Пол улыбнулся:
— Ты полностью отвергаешь мою версию? Не могу сказать, что меня это огорчает: я придумал ее минуту назад.
— Тем не менее, — сказал Найджел, — ты хоть и неуклюже, но затронул два очень важных момента. Интересно, знаешь ли ты здесь еще кого-нибудь, кто прежде был хорошо знаком с Ситонами?
Пол немного подумал.
— Есть некий старик Кили. Издает «Редкоут газетт». Он местный — многое помнит. В сущности, я мог бы отвезти тебя к нему завтра утром и передать с тобой немного яиц. На обратном пути, если хочешь, заедем в Плэш Медоу, и я тебя там оставлю.

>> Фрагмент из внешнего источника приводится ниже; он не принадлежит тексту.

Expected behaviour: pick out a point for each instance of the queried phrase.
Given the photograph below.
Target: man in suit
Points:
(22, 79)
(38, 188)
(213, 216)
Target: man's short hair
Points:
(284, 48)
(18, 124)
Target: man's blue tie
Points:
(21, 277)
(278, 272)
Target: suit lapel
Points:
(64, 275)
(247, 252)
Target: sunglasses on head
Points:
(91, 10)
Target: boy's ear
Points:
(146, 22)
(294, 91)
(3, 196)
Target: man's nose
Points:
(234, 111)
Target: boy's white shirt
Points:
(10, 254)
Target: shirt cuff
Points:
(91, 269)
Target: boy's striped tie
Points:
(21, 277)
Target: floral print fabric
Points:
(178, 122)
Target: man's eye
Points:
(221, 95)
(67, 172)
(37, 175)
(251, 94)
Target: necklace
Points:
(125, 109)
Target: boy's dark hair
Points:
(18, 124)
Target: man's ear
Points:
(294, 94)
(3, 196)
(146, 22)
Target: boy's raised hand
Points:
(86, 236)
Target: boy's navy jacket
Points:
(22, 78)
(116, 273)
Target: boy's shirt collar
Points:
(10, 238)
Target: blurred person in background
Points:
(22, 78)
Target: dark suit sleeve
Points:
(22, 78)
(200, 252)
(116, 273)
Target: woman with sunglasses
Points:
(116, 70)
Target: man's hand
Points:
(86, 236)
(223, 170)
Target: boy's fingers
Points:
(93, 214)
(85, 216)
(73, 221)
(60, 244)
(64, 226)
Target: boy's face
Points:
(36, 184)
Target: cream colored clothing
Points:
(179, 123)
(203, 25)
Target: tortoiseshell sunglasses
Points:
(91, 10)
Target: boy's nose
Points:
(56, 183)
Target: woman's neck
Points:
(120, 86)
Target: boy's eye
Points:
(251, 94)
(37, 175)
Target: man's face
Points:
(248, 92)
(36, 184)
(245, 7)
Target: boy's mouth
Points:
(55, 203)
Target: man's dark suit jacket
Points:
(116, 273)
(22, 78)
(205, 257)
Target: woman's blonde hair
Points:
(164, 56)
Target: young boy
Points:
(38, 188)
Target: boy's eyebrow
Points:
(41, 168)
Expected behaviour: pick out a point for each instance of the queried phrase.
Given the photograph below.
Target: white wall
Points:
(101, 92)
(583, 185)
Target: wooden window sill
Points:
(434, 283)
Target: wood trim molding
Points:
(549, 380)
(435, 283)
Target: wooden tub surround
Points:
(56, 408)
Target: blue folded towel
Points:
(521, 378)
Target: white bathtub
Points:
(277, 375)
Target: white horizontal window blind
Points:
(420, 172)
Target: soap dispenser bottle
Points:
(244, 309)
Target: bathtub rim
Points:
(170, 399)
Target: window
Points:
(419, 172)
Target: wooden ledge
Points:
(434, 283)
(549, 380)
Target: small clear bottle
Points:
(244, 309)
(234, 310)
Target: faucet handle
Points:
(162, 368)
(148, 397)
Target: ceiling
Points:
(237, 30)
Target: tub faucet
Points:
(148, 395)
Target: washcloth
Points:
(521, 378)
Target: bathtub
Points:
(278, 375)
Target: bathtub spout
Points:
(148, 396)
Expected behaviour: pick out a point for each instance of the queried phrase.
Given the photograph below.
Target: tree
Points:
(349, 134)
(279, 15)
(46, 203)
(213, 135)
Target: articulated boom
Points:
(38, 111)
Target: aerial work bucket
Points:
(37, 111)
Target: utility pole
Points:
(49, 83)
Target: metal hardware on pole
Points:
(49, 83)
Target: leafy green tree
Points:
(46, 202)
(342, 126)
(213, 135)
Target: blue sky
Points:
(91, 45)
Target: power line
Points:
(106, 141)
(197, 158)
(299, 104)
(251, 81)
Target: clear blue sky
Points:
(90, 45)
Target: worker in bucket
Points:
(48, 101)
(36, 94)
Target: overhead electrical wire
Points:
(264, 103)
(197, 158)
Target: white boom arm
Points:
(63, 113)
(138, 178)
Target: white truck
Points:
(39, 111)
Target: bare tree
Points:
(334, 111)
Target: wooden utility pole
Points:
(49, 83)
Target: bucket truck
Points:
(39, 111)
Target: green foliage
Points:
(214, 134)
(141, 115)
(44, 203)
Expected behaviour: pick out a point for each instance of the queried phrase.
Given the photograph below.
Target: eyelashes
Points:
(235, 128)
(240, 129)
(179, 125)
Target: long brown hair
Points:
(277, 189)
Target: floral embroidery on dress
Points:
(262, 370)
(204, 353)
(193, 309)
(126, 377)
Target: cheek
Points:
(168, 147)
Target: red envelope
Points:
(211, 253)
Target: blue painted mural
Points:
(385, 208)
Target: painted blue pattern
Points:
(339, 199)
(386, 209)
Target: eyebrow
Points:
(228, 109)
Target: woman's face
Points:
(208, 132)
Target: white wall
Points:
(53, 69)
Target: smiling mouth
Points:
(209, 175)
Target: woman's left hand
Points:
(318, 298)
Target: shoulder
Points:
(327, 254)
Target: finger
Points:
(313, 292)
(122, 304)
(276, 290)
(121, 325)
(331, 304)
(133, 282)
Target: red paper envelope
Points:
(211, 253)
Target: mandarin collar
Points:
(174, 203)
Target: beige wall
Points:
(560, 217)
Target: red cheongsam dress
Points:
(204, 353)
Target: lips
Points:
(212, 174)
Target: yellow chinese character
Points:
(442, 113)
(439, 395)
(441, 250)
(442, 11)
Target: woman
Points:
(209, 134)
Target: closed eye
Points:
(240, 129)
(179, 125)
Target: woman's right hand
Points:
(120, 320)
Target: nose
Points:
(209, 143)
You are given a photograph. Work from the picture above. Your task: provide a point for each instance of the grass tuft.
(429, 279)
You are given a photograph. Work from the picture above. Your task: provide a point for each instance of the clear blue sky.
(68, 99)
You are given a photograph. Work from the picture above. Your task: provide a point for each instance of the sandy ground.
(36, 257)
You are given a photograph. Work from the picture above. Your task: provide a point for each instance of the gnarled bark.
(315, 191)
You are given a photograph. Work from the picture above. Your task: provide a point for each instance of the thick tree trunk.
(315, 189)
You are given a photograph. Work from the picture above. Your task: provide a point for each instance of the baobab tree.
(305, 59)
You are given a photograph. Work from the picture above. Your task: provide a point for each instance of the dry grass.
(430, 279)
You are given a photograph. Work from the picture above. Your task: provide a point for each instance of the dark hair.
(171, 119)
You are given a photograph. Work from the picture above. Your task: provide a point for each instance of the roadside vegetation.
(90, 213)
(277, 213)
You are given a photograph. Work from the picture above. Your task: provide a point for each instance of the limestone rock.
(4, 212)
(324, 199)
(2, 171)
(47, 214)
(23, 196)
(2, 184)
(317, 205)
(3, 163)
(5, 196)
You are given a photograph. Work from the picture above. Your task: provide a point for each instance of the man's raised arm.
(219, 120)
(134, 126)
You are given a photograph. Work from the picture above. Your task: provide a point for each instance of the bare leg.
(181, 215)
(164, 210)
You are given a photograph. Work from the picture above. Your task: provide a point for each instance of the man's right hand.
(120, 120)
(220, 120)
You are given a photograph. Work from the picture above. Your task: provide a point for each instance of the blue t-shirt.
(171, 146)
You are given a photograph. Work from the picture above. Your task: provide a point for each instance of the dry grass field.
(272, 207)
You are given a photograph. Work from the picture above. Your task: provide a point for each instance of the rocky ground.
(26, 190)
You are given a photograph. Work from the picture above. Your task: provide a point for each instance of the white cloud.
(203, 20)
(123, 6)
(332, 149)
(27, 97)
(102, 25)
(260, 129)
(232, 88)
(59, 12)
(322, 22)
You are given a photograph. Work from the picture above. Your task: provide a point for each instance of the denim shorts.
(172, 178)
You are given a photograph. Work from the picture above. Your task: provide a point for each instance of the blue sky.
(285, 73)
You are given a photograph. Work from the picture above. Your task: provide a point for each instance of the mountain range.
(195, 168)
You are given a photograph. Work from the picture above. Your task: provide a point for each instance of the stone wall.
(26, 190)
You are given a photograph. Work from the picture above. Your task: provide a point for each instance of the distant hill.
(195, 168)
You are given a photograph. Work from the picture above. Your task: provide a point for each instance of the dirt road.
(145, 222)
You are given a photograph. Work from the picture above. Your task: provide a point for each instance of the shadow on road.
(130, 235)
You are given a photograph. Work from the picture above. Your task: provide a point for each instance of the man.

На следующее утро в одиннадцать тридцать Найджел сидел в кабинете редактора. Пол договорился о встрече по телефону и привез Найджела в небольшое закопченное здание около железнодорожной станции, где размещалась редакция «Редкоут газетт». Мистер Кили, седой человек располагающей внешности, без пиджака, взял корзину с яйцами у Найджела и поставил среди бумаг на стол.
— Поблагодарите мистера Уиллингема. Жена будет довольна. Забавно выглядит, как мы сейчас возвращаемся к старой системе бартерных сделок.
— А что получит Пол в обмен? — решился спросить Найджел.
— Ну, об этом с ним предстоит поговорить, — ответил мистер Кили спокойно. — Садитесь, пожалуйста. Вот, позвольте, я освобожу для вас стул.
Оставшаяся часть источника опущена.